Homemade garlic confit has become my secret ingredient for adding a delicate umami flavor to salad dressings, pizza, scrambled eggs, and a myriad of other dishes. It’s also fabulous in hummus. Garlic confit is not simply roasted garlic, which is also wonderful. To make confit, garlic cloves are roasted while submerged in a bath of olive oil together with thyme branches and bay leaves. When the garlic cloves are roasted in olive oil, you not only create heavenly roasted garlic, you also end up with liquid gold: a jar of mellow roasted garlic oil that can be used in countless ways. I recently have been making all of my scrambled eggs with garlic confit oil, and it makes a killer salad dressing.

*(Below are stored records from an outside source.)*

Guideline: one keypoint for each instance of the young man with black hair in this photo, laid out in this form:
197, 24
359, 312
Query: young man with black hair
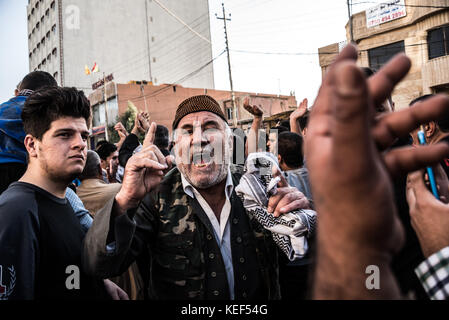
13, 156
40, 236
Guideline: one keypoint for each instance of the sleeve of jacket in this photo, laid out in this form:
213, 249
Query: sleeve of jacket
19, 249
126, 151
113, 244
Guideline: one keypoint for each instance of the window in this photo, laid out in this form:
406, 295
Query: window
229, 113
438, 42
380, 55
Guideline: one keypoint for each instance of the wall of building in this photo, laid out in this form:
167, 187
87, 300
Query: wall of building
425, 75
133, 40
162, 101
43, 38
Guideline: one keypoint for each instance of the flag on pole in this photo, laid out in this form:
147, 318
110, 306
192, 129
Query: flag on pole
95, 68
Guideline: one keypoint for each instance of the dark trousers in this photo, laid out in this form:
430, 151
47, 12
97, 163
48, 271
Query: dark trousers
9, 173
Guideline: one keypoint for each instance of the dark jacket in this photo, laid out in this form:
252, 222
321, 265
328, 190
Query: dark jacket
184, 259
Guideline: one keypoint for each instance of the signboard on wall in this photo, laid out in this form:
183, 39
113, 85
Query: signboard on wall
385, 12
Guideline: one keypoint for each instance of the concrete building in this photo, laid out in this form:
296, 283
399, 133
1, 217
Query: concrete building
133, 39
162, 101
421, 31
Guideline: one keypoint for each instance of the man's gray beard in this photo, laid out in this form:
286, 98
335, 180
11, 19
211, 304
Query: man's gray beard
223, 172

I generally buy whole heads of garlic, but since this recipe calls for a huge amount of garlic, this might be the time to buy a big tub of peeled garlic cloves from an international market.
homemade garlic confit
1 pound peeled garlic cloves
12 thyme branches
3 bay leaves
about 2 cups of olive oil
Heat the oven to 350F. Place the bay leaves in the bottom of a small baking dish. Arrange the thyme branches on top of the bay leaves. Then arrange the peeled garlic cloves on top of the thyme. Pour olive oil on top to cover, about 2 cups or so. Bake for 45-60 minutes, until the cloves are soft and starting to color. Let cool, the carefully decant into a jar. Keep it refrigerated.